Search code examples
azuretext-to-speechazure-cognitive-services

Azure neural TTS; lexicon (blob storage) ignored


Using Azure neural voices TTS via python speech services module, I am trying to get a custom lexicon to be used. Yes, I've spent hours reading and trying things already.

I've read that the lexicon file must be stored in Azure blob storage or Github. I've created blob storage, and ensured it is anonymously readable. I get audio output, but the phrase "BTW" in the SSML is pronounced as "By the way" which is the default alias built-in, and not the one I provided in my lexicon.
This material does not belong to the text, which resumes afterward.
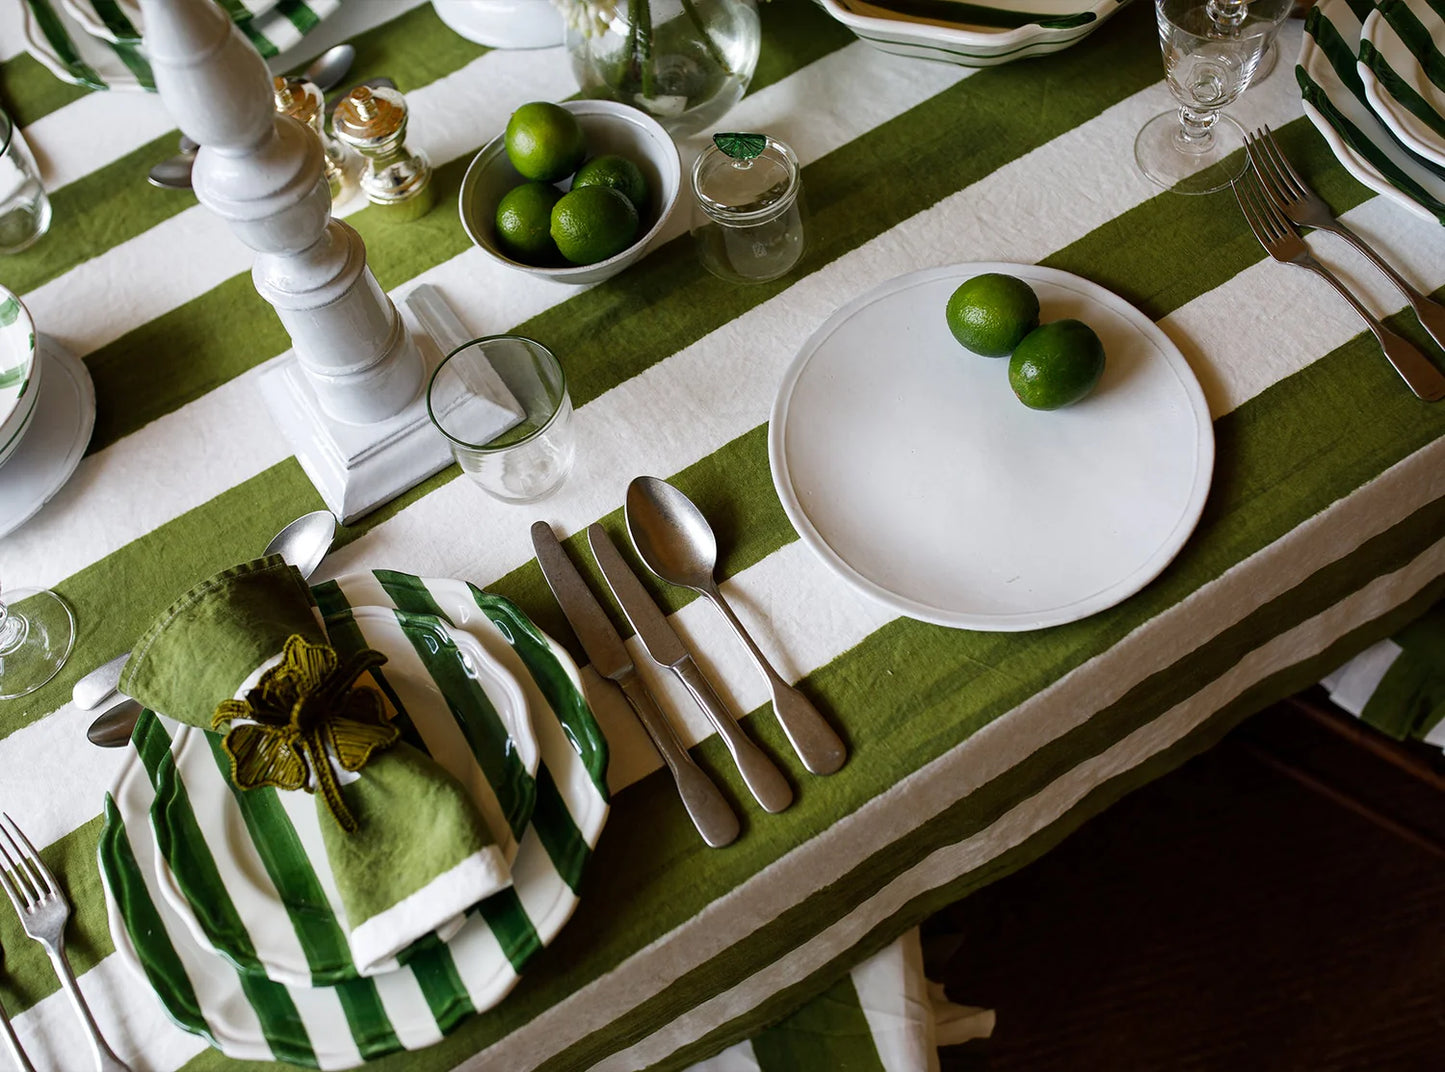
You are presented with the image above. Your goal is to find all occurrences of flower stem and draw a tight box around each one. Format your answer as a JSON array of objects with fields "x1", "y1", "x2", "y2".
[{"x1": 680, "y1": 0, "x2": 732, "y2": 75}]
publicly readable lexicon file

<?xml version="1.0" encoding="utf-8"?>
<lexicon xmlns:xsi="http://www.w3.org/2001/XMLSchema-instance" xsi:schemaLocation="http://www.w3.org/2005/01/pronunciation-lexicon http://www.w3.org/TR/2007/CR-pronunciation-lexicon-20071212/pls.xsd" version="1.0" alphabet="ipa" xml:lang="en-US" xmlns="http://www.w3.org/2005/01/pronunciation-lexicon">
  <lexeme>
    <grapheme>BTW</grapheme>
    <alias>By the flippin' way</alias>
  </lexeme>
</lexicon>

SSML

<speak xmlns="http://www.w3.org/2001/10/synthesis" xmlns:mstts="http://www.w3.org/2001/mstts" xmlns:emo="http://www.w3.org/2009/10/emotionml" version="1.0" xml:lang="en-US">
<voice name="en-US-EmmaNeural">
<lexicon uri="https://<mynamespace>.blob.core.windows.net/ttsfiles/lexicon3.xml"/>
The phrase is: BTW
</voice></speak>
  • namespace redacted
  • the postfix number I increment to get around the 15-minute caching rule

Solution

  • Reading the docs more closely, lexicons are not supported for the specific neural voices I was using. It's helpful to use the Speech Studio to debug.